Rebecca Richards
September 8, 2021

Meet Rebecca Richards

Get to know Rebecca Richards, our Microsoft Alliance Manager who has been shortlisted for Role Model of the Year at the CRN Women in Channel Awards. 

I started my learning in Nottingham studying Business Information Knowledge Management and Systems at Nottingham Trent. My background has been predominantly sales and marketing roles. I moved to the Silicon Valley of the UK just as cloud computing was really taking off. Over the last 8 years I have supported Westcoast customers in their business transformation, sales enablement, and marketing strategies.

I’m currently responsible for the alliance between Westcoast Cloud and Microsoft. It’s a very varied and challenging role.

When I’m not busy on my laptop at work, I can be found outside, horse riding, gardening (recently featured in a gardening book) or walking my greyhound Fizz.


Why do you support CRN’s Women in Channel campaign?

It’s really important to highlight the great work being done by the outstanding women in tech. Especially as it’s such a male-dominated industry. Women are making real progress right now when it comes to resetting the balance, driving change and adding even greater value. If we can get equal representation within the channel, it’s ultimately going to lead to better outcomes for individuals and businesses.

How did you get into the IT industry?

I got in the same way quite a few women did, and that is through a marketing function. This taught me a lot about the channel and the technology in it. It also allowed me to advance my skills and capabilities from a broader perspective and role.

What do you think is the main reason why the channel IT industry is mainly male, especially in technical roles and senior positions?

There are many reasons. It could be a generational issue, but it’s definitely an educational problem as well. I was the only female in my school and college IT classes. This reflects the higher number of men who end up landing leadership roles in the industry. That’s why it’s paramount we encourage girls to take more of an interest in IT at school.

The male domination could be why men more often have the confidence to take on roles they might not be ready for. And why their female colleagues so often assume that more advanced roles are beyond them.

This is a mindset. It’s not reality. When women push themselves, they find they had the capability all along.

Also, providing more support during maternity and for working mums is a must if we’re to have a level playing field in the industry.

What’s the biggest lesson you’ve learned in your career?

If you don’t try, you don’t know. Push yourself. It’s the only way to find out what your capabilities and boundaries are. When you think you’ve hit a wall, do whatever it takes to push through it and keep on going.

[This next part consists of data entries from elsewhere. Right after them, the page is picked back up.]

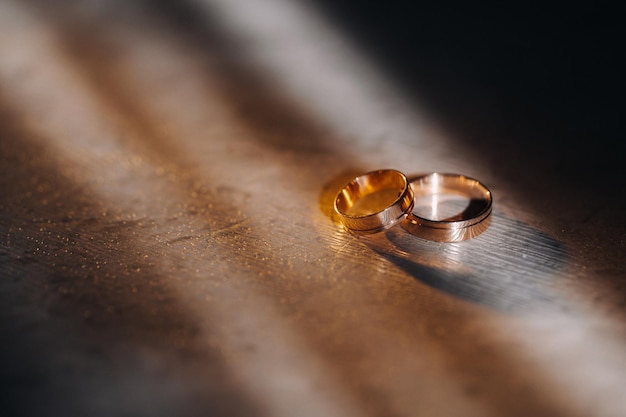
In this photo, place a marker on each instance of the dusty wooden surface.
(167, 245)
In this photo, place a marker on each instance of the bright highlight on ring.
(374, 201)
(469, 223)
(380, 199)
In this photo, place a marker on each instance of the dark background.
(544, 82)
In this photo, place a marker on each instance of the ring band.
(374, 201)
(465, 225)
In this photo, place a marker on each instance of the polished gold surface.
(439, 226)
(374, 201)
(169, 245)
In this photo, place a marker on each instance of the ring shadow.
(511, 267)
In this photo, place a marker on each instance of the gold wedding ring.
(427, 220)
(374, 201)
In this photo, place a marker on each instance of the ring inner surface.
(449, 198)
(371, 194)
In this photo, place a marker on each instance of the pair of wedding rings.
(377, 200)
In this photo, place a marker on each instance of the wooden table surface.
(167, 243)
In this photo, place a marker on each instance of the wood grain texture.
(168, 246)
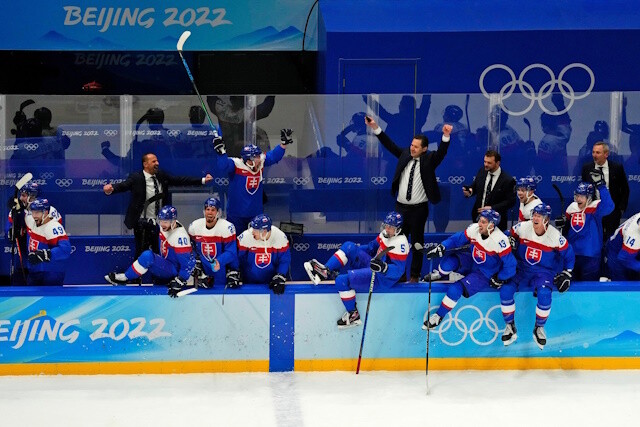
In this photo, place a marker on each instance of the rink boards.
(107, 330)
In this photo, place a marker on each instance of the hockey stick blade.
(183, 38)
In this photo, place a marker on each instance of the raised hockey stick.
(19, 184)
(183, 38)
(366, 315)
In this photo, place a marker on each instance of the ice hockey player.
(215, 244)
(537, 245)
(175, 262)
(584, 231)
(48, 246)
(489, 262)
(264, 254)
(623, 251)
(245, 195)
(351, 266)
(525, 189)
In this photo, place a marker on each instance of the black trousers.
(146, 236)
(414, 218)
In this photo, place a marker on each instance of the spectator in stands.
(144, 185)
(616, 181)
(414, 184)
(493, 188)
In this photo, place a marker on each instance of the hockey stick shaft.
(366, 315)
(181, 41)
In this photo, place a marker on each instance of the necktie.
(156, 190)
(410, 186)
(488, 191)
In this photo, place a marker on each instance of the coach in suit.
(494, 189)
(617, 184)
(414, 184)
(143, 185)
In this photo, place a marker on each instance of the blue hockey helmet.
(585, 189)
(542, 209)
(250, 151)
(452, 113)
(40, 204)
(261, 222)
(168, 213)
(491, 216)
(527, 182)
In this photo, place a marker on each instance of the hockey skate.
(510, 334)
(539, 336)
(116, 278)
(349, 319)
(433, 321)
(317, 271)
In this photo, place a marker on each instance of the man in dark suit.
(143, 185)
(616, 180)
(493, 187)
(414, 184)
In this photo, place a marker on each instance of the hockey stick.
(183, 38)
(366, 315)
(21, 183)
(426, 369)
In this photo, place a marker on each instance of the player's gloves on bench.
(378, 266)
(41, 255)
(563, 280)
(277, 284)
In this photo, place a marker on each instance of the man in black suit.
(414, 184)
(493, 187)
(616, 180)
(143, 185)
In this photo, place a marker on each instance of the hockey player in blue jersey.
(175, 262)
(545, 257)
(623, 251)
(264, 254)
(48, 246)
(245, 177)
(351, 266)
(489, 262)
(584, 230)
(215, 242)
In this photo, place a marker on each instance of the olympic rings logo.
(465, 330)
(300, 247)
(64, 182)
(545, 91)
(301, 180)
(378, 180)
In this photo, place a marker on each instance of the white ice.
(333, 399)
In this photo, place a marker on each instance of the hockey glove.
(514, 242)
(561, 222)
(285, 136)
(277, 284)
(233, 279)
(378, 266)
(41, 255)
(496, 283)
(218, 143)
(436, 252)
(563, 280)
(175, 286)
(597, 177)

What are your three top tips for women looking for a career in IT? What’s your advice to young women aspiring to take on leadership roles?

My three top tips are:

  • Never ask ‘why’, always ask ‘why not’.
  • You don’t necessarily have to be a ‘techie’. Understand the business case for technology, and broaden your skills around that.
  • Support the women around you. They’re not your competition. They’re your support network, and they’re facing the same challenges as you.

IT is a great place to build a career. It’s well paid in comparison to other industries. You have a real impact on people and businesses. And technology isn’t going anywhere other than forward.

There’s a huge skills gap in the market and I’d love to see women filling more leadership roles. Sometimes, that simply means breaking your habits and taking on more of the behaviours and traits of those already in senior roles.